No, he grudge fucked my ex so I wouldn't be tempted to get back with her. He is either the worst or best friend ever.
He's drunk and putting on a tie for the jimmy john's delivery guy
First off, get on bc solely in preperation for this event. Second, as my little sister you have a lot of whore to live up to.
PLEASE. I won't throw up on the floor this time. Or fuck in the bathroom. Or dance on the pool table. So PLEASE.
Well the weed wore off around 10:30 and then the date dragged on until about 1 in the morning. So I've decided I really need to start smoking closer to the actual start time of a date. Then maybe they'd be more bearable.
Thanks for the morning blowjob. Scientifically proven you can't have a bad day if it starts with a blowjob.
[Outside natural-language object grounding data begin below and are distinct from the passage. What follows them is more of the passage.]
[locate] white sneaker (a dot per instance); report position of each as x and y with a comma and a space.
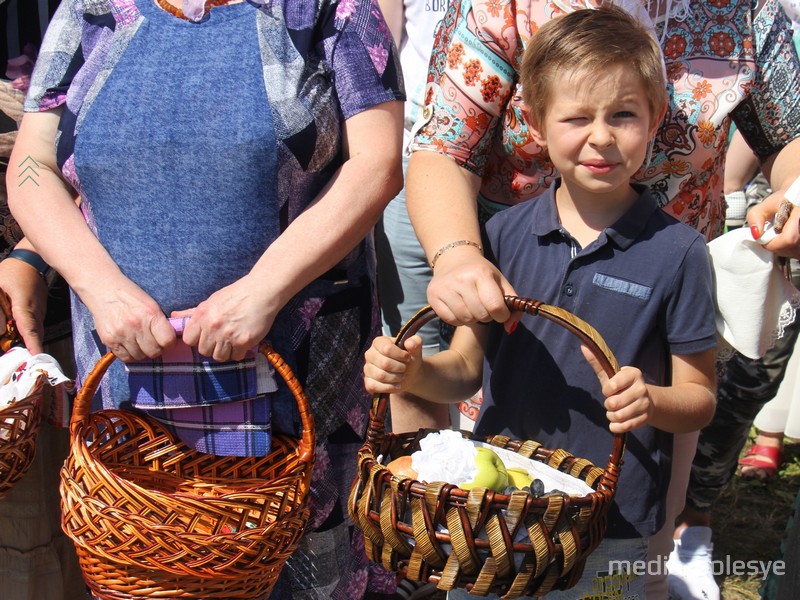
689, 567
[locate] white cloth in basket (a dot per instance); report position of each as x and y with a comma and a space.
755, 302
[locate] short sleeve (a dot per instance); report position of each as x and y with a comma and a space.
364, 58
769, 117
471, 79
60, 58
690, 323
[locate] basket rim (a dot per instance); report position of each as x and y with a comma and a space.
82, 428
588, 335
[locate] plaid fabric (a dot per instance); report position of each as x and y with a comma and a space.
215, 407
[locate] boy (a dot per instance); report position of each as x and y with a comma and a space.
599, 247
okay we need to get tested.
no YOU need to get tested. I'm just going along for the ride.
He told me I have nice nipples. You can't just tell someone that and then leave the state!
I just ate your leftovers whilst watching Garfield and Friends. Thank you across the board.
Putting plan B on my parents credit card wasn't the smartest idea
well we woke up in different beds than the ones we originally fell asleep in, you were butt naked, and your boyfriend was sleeping on a cot in the middle of the kitchen. that might be why he's mad.
"Why is there a bottle of Tequila taped to the fan?"